The name was a last minute decision amongst Honda Executives as they
weren’t sure how to reveal the newly thought of design without giving away it’s
features. “Even though we had determined the possibility, we were still in the
middle of research,” Date recalled. “In fact, we were still processing our patent
application. This meant that the name of the engine had to be contrived
carefully, in order that the public announcement not reveal even a part of its
structure. And we were as yet undecided about how to supply fuel. We got our
heads together to come up with a name that was unique; something that had a
bit of punch to it.” Date, Yagi, and Nakagawa immediately convened in the
reception room at Honda R&D Center, in order that they might come up with a
name for Honda’s new engine. The official name they decided on just before the
announcement was “CVCC”.
Soichiro Honda held a news conference on February 12, 1971, at the
Federation of Economic Organizations Hall in Tokyo’s Ote-machi. There he
announced, “We now have the prospect of developing a reciprocating engine
that meets emission regulation standards for 1975. We will launch the
commercial production of this engine in 1973.”
In 1972, a 100 Units were made at the Saitama Plant and placed in Nissan
Sunny bodies for bench testing. The results started to showed up and it
incredibly worked and lowered CO, NOx, and HC emissions. It soon become
one of Honda’s crowning achievements in combustion engines for low emission
vehicles.

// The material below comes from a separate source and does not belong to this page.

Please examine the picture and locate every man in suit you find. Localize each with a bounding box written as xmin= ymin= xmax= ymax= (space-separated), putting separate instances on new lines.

Picture above shows Soichiro Honda (founding father of the Honda
Motor Company) at the debut of the CVCC engine to journalists around the
world at Tokyo’s Akasaka Prince Hotel on October 11, 1972.
Gasoline Direct Injection (GDI) is certainly not new. The first known
application of this technology was introduced in 1925 in a Hesselman engine for
airplanes. Cars starting using it in the 50’s with the Mercedes Benz Gullwing
(1953) having this technology. It certainly wasn’t the same as the technology
we use today, but had the foundations of this operational platform.